“Berlusconi insulting womanhood”

February 14, 2011 09:48 pm | Updated October 10, 2016 07:36 am IST - Paris:

Demonstrators hold up signs as they gather near Times Square calling for the resignation of Italian Prime Minister Silvio Berlusconi, who is under investigation for allegedly paying for sex with a 17-year-old girl, in New York, on Sunday.

Demonstrators hold up signs as they gather near Times Square calling for the resignation of Italian Prime Minister Silvio Berlusconi, who is under investigation for allegedly paying for sex with a 17-year-old girl, in New York, on Sunday.
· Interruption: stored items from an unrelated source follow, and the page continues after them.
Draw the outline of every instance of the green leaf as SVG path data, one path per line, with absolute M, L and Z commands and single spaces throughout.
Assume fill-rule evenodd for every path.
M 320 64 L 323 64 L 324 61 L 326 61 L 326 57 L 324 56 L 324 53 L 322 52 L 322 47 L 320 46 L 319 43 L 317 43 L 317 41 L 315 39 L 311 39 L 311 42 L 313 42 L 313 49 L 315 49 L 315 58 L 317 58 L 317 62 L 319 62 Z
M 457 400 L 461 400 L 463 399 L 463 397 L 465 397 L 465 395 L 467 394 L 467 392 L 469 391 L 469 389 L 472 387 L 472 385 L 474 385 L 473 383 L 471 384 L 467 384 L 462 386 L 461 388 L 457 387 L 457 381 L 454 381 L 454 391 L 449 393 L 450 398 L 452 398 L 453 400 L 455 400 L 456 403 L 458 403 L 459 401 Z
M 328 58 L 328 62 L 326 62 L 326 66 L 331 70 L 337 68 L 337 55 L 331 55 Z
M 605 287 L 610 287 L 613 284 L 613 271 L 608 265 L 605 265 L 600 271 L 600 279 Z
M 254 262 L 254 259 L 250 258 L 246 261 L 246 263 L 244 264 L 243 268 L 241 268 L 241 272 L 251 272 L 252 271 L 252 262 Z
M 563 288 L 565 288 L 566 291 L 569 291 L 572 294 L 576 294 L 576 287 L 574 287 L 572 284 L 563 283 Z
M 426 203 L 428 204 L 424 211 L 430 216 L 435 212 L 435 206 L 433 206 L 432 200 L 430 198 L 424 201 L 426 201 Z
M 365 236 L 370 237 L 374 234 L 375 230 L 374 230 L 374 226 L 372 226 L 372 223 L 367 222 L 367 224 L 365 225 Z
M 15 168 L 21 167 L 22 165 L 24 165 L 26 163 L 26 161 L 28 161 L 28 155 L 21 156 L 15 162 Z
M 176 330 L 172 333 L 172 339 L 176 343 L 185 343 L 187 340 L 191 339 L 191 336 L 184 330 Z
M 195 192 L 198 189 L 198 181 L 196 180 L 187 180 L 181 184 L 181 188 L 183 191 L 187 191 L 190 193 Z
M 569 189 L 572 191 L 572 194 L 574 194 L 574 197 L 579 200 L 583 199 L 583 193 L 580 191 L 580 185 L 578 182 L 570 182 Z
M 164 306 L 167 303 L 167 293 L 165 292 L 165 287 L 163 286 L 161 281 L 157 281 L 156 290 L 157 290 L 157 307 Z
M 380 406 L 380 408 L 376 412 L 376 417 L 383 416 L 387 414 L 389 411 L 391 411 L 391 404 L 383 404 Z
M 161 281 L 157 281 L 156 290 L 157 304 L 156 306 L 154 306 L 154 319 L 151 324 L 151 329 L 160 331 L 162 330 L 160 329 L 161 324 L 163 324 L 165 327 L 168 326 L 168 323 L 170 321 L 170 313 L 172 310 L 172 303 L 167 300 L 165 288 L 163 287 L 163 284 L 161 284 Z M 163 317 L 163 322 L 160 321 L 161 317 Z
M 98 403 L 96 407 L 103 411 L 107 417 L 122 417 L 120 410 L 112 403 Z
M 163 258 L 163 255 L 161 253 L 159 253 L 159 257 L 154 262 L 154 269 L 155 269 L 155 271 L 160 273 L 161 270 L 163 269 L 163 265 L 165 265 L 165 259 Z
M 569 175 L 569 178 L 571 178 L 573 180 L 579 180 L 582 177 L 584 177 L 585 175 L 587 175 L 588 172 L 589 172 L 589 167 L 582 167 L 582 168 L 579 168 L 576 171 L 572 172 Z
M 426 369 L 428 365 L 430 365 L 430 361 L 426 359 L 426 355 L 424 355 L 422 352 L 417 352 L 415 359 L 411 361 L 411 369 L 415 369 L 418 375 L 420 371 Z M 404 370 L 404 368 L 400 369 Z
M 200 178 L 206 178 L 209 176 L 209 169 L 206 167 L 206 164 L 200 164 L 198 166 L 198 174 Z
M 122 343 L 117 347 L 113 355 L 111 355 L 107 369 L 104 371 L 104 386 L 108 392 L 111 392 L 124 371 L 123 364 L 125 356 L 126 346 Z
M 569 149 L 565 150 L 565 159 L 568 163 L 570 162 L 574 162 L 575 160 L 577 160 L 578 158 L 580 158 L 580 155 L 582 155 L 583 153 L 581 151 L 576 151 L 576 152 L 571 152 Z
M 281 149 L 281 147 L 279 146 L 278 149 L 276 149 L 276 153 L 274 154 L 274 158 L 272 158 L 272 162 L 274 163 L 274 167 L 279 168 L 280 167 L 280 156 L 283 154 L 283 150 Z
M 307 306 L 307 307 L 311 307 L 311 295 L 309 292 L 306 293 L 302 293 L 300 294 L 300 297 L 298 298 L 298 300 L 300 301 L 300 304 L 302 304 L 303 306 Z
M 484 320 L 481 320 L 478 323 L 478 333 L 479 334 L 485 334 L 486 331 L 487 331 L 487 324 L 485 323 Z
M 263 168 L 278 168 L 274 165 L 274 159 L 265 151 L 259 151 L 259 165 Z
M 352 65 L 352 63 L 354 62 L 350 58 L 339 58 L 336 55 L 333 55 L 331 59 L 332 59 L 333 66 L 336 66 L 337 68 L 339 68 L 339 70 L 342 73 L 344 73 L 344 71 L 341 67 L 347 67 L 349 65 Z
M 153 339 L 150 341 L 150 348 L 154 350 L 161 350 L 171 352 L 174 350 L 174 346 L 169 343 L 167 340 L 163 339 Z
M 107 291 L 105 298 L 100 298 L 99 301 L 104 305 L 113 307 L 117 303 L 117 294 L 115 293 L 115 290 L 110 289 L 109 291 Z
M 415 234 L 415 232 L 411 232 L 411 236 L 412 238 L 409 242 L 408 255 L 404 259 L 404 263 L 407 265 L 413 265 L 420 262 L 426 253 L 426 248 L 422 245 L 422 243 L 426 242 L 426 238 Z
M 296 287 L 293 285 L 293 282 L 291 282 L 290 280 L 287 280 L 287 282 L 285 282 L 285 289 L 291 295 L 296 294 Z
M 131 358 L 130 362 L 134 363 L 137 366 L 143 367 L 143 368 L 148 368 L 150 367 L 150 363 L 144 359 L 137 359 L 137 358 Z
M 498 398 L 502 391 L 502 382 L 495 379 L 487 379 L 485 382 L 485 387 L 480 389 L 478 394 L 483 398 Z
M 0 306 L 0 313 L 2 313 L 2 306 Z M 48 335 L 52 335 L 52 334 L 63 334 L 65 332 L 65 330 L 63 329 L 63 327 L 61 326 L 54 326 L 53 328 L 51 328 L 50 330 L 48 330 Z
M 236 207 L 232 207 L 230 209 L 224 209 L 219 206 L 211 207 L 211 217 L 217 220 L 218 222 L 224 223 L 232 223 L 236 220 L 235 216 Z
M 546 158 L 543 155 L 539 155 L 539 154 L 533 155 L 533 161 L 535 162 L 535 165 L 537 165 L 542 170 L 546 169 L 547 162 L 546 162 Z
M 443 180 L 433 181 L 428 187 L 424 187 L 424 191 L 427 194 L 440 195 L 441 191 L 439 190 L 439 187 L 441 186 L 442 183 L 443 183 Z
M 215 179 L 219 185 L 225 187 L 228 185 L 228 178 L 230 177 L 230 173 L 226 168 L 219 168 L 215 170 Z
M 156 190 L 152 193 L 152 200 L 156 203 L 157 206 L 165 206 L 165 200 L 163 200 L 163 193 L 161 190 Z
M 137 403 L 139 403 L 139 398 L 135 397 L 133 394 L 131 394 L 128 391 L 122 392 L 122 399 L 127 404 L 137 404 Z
In the face of massive week end rallies against his attitude towards women held by women's groups across the world, Italian Prime Minister Silvio Berlusconi remained defiant, saying he had the knack of making women “feel special”. He dismissed the demonstrations as being politically motivated.

“I saw the usual partisan mobilisation against my person by a Left-wing that uses any excuse to try to beat an adversary they have not been able to beat democratically at the ballot box,” he said, defying calls for his resignation.

Hundreds and thousands of women, in some 230 Italian cities and 30 foreign capitals took to the streets calling for the resignation of Italian Prime Minister Silvio Berlusconi, who they said had brought shame to Italy and to women in particular.

The demonstrations organised mainly through the Internet and social networking sites succeeded beyond the expectations of the organisers. Shouting the slogan “If not now, when?” over a million women across the world accused Mr. Berlusconi of attitudes that promoted the “exploitation of underage prostitution”. They also accused him of “abuse of office and influence”.

Rubygate

Women's groups have taken a personal affront to the Italian Prime Minister's efforts to laugh off this latest scandal known as “Rubygate” when a young Moroccan prostitute (she was just 17 when the incident occurred) dialled his personal mobile phone and got him to force the police to release her. She had been detained for theft.

In his defence, the Prime Minister said he was convinced that “Ruby” as the girl called herself was the niece of Egyptian President Hosni Mubarak. “It is strange,” one of the prosecutors acidly remarked, “that Mr. Berlusconi should secure her release and then fail to notify the Egyptian Ambassador in Rome so that the poor child could be properly looked after instead of having to spend the night with a Brazilian prostitute friend.”

Stretched, lifted, botoxed with liberal hair transplants, Mr. Berlusconi looks like a conflated tailor's dummy — wax-like and unreal. At 74, his “entertainments” or Bunga Bunga parties which feature several very young women who are paid to attend, have received increasing media attention with Church and women's groups being among the most critical.

Marco Tarquinio, editor of L'Avvenire, the daily paper run by the Italian bishops, wrote in an editorial: “if I were a woman, I would be in the piazza today”.

The women who joined the rallies cut across political lines as Catholic nuns and teachers, Right-wing corporate women and Left-wing trade unionists made common cause.

Susanna Camusso, leader of Italy's leftist confederated trade union CGIL, asked Italian women to “break the silence”.

“We want a country that respects women,” Ms. Camusso said. “I would like a country where everyone is equal in the eyes of the law, I would like a country where, when you talk about minors, you think of studies, of sport, of the future . . . I would like a country where when you say ‘sex', this does not mean the attribution of a job in Mr. Berlusconi's political party.”

At the rally in Milan, Nobel Prize winner and playwright Dario Fo said: “I have often seen people who judged the quality of their life by the number of women surrounding them and for whose favours they often paid with public money. That is exactly what Berlusconi does”.

Meanwhile, a judge in Italy is set to announce whether Mr. Berlusconi will face an immediate trial on charges of abuse of power and sex with an underage prostitute. Judge Cristina di Censo can order the trial to go ahead without the traditional preliminary hearing, as Milan chief prosecutor Edmundo Bruti Liberati requested, or dismiss it, allowing investigations to continue to determine if there is enough evidence for trial. She can also refer the case to another jurisdiction, or request one more day to make her decision.